When paired with a wearable, the service also has the ability to detect falls and do things like call 911 for you and unlock your door for emergency help (provided you have a smart lock). It can also send your current location to emergency workers.

“Many startups are starting to use an ‘innovation stack,’ building on existing innovation,” like chatbots and voice assistants layered over existing AI and natural language processing technology, observed Gratton.

That’s taking “a new kind of risk,” as he put it. As opposed to the days when tech entrepreneurs may have built their innovation from the ground up, writing the software and building the hardware, now there are new pluses and minuses. One, you control your destiny; on the other hand, the startup is depending on things that aren’t proven out yet.

“If people are building solutions on top of existing innovation ecosystems, those things change so quickly that even a great idea can collapse if the underlying infrastructure doesn’t gain traction in its own right,” he said. The other risk inherent in this approach: competitors can build on top of that infrastructure, too.

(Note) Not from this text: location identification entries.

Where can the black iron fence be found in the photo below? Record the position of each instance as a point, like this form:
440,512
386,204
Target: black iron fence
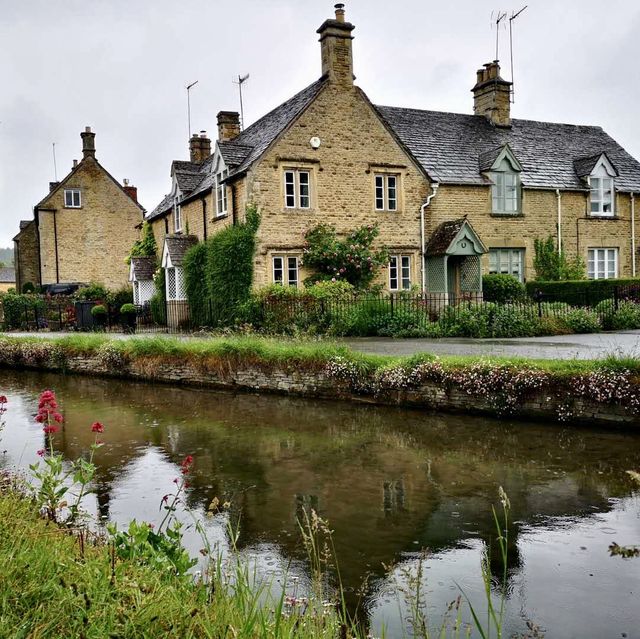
358,314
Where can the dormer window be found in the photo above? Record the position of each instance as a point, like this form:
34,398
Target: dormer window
602,186
505,190
177,216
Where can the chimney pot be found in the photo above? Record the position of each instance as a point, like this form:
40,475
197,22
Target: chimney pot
228,125
88,143
492,95
336,49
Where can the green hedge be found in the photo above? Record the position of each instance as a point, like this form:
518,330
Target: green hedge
579,292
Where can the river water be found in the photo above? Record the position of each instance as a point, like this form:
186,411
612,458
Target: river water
400,488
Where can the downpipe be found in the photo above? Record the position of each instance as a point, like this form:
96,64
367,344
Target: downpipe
423,274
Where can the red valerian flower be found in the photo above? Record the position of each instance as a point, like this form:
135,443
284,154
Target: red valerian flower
187,463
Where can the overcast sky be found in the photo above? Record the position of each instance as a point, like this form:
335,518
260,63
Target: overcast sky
121,67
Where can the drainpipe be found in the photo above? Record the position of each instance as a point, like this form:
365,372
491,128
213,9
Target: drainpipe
633,234
558,196
423,274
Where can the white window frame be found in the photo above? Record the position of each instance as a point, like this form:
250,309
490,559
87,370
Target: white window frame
221,193
602,182
399,272
72,193
599,262
507,261
386,187
285,270
295,183
505,193
177,216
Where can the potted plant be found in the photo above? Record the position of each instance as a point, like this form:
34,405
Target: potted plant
128,314
99,314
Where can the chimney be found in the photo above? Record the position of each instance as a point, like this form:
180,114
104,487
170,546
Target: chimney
130,190
228,125
335,46
88,143
492,95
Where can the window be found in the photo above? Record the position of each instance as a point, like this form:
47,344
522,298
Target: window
177,216
286,270
505,192
175,284
399,272
386,192
507,261
221,193
601,196
602,264
72,199
297,189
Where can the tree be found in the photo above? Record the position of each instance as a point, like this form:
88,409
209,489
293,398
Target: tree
351,259
552,265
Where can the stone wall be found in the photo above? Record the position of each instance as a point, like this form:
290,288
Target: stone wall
93,241
292,380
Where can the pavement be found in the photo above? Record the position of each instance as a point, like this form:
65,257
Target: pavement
588,346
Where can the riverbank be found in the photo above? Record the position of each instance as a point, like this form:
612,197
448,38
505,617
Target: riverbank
602,392
66,583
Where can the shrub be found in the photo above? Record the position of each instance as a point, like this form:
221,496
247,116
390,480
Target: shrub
627,317
553,265
99,311
502,288
582,320
93,291
351,259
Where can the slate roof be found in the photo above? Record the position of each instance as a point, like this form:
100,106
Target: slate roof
452,148
143,268
7,275
241,152
178,245
442,237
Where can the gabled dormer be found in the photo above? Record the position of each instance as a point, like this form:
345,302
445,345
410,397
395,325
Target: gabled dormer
503,170
599,173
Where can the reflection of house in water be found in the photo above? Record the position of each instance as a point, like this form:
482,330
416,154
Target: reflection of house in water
388,481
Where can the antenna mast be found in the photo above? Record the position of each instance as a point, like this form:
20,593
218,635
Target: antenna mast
499,19
511,19
55,168
189,87
240,81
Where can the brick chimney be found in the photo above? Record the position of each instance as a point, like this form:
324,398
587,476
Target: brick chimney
130,190
228,125
88,143
492,95
335,46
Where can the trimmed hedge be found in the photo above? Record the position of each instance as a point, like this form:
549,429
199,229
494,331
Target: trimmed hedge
579,292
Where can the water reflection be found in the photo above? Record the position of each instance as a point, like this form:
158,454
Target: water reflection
389,481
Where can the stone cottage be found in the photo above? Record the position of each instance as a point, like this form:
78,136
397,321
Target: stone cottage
82,230
488,183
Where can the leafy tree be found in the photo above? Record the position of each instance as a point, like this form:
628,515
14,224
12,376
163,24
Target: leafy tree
351,259
552,265
146,246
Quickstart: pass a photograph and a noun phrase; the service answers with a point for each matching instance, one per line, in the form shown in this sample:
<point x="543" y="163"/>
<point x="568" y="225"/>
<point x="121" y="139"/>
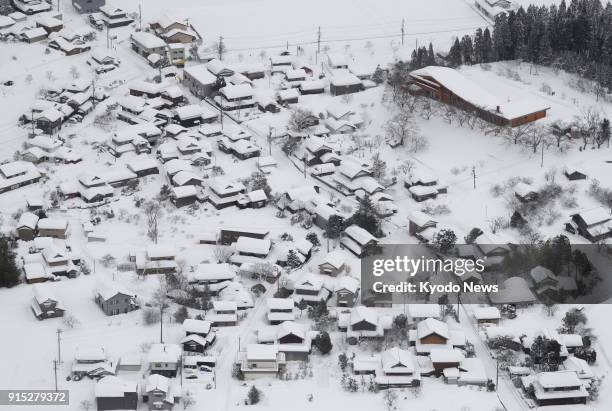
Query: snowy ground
<point x="29" y="346"/>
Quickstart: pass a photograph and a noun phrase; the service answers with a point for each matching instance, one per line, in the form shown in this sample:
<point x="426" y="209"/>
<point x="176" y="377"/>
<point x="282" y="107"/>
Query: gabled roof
<point x="431" y="326"/>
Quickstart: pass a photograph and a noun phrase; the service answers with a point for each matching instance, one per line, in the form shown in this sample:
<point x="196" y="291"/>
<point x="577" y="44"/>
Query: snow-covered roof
<point x="363" y="313"/>
<point x="359" y="234"/>
<point x="397" y="361"/>
<point x="52" y="224"/>
<point x="347" y="283"/>
<point x="279" y="304"/>
<point x="110" y="289"/>
<point x="266" y="352"/>
<point x="595" y="216"/>
<point x="445" y="355"/>
<point x="431" y="326"/>
<point x="237" y="91"/>
<point x="196" y="326"/>
<point x="539" y="274"/>
<point x="148" y="40"/>
<point x="486" y="313"/>
<point x="28" y="220"/>
<point x="111" y="386"/>
<point x="253" y="245"/>
<point x="157" y="382"/>
<point x="473" y="93"/>
<point x="513" y="290"/>
<point x="164" y="353"/>
<point x="336" y="258"/>
<point x="201" y="74"/>
<point x="213" y="272"/>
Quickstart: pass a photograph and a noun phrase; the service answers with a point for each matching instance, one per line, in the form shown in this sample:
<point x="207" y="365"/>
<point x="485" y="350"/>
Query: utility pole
<point x="59" y="344"/>
<point x="55" y="373"/>
<point x="474" y="175"/>
<point x="161" y="323"/>
<point x="318" y="45"/>
<point x="220" y="48"/>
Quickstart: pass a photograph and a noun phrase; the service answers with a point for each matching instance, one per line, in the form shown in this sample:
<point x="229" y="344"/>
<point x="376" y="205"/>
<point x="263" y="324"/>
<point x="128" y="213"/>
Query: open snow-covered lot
<point x="116" y="241"/>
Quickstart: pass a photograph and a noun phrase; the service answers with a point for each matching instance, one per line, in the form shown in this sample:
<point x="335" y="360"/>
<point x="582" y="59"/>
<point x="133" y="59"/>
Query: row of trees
<point x="571" y="37"/>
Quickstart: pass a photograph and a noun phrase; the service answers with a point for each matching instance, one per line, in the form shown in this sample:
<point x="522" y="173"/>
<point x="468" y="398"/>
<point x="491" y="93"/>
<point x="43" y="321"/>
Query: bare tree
<point x="518" y="133"/>
<point x="536" y="136"/>
<point x="428" y="109"/>
<point x="301" y="119"/>
<point x="401" y="127"/>
<point x="188" y="399"/>
<point x="587" y="124"/>
<point x="152" y="211"/>
<point x="559" y="131"/>
<point x="222" y="253"/>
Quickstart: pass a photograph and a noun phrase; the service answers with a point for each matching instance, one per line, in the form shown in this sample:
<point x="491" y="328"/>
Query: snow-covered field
<point x="28" y="346"/>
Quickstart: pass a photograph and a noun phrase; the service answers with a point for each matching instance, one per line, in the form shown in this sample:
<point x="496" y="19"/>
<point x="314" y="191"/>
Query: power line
<point x="336" y="40"/>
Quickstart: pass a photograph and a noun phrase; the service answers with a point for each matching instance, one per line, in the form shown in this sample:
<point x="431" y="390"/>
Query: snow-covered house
<point x="556" y="388"/>
<point x="487" y="315"/>
<point x="17" y="174"/>
<point x="235" y="97"/>
<point x="223" y="313"/>
<point x="160" y="393"/>
<point x="421" y="225"/>
<point x="364" y="323"/>
<point x="115" y="17"/>
<point x="346" y="290"/>
<point x="451" y="87"/>
<point x="253" y="247"/>
<point x="45" y="304"/>
<point x="26" y="226"/>
<point x="343" y="81"/>
<point x="215" y="276"/>
<point x="224" y="192"/>
<point x="398" y="368"/>
<point x="310" y="288"/>
<point x="514" y="290"/>
<point x="164" y="359"/>
<point x="114" y="299"/>
<point x="199" y="80"/>
<point x="334" y="263"/>
<point x="594" y="224"/>
<point x="290" y="338"/>
<point x="145" y="44"/>
<point x="113" y="393"/>
<point x="260" y="360"/>
<point x="280" y="310"/>
<point x="357" y="240"/>
<point x="156" y="259"/>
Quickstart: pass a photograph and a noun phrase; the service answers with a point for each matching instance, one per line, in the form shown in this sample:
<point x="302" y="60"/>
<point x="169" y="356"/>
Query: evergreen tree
<point x="292" y="259"/>
<point x="478" y="47"/>
<point x="323" y="342"/>
<point x="334" y="227"/>
<point x="254" y="395"/>
<point x="467" y="50"/>
<point x="487" y="46"/>
<point x="9" y="273"/>
<point x="366" y="217"/>
<point x="454" y="55"/>
<point x="431" y="57"/>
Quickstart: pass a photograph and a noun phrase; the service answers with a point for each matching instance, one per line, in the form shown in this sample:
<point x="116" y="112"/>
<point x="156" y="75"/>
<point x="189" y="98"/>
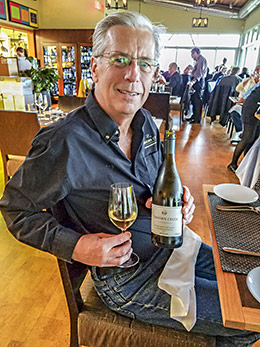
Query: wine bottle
<point x="167" y="219"/>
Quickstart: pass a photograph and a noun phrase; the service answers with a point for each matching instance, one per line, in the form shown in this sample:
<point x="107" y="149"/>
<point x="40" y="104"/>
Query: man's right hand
<point x="103" y="249"/>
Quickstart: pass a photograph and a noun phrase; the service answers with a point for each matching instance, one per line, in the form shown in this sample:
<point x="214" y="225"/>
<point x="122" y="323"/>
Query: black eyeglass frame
<point x="150" y="64"/>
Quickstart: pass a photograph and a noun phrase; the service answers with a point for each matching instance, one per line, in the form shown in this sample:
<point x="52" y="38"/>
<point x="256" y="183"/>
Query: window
<point x="213" y="46"/>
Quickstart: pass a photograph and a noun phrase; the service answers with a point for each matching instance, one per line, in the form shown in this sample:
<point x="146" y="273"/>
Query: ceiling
<point x="225" y="8"/>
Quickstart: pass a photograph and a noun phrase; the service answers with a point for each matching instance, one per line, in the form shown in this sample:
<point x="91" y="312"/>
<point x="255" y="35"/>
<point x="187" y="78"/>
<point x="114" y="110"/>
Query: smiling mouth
<point x="128" y="93"/>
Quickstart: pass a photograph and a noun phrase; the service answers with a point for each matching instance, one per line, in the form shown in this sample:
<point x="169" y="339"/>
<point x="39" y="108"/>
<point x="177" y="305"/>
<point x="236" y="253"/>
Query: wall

Then again, doing so enables the kind of rapid prototyping that allows big pharma to test early and fail fast, vs. investing millions only to find out later that the solution doesn’t work.

Other startups that made it to the top five were Pulse, a health deterioration monitoring service for families and friends of heart failure patients; Medable, a service that uses wearables to identify high-risk situations and trends in patients; and Cardios a service that works to identify early warning signs of a heart issue and optimize that patient’s treatment, ultimately preventing him or her from returning to the hospital.

And it’s only just the beginning for many of these startups. While they’ve already started building and testing their solutions, we can look for them all to improve over time and hopefully help lead to improved health, and lower hospital costs and admissions for HF patients going forward.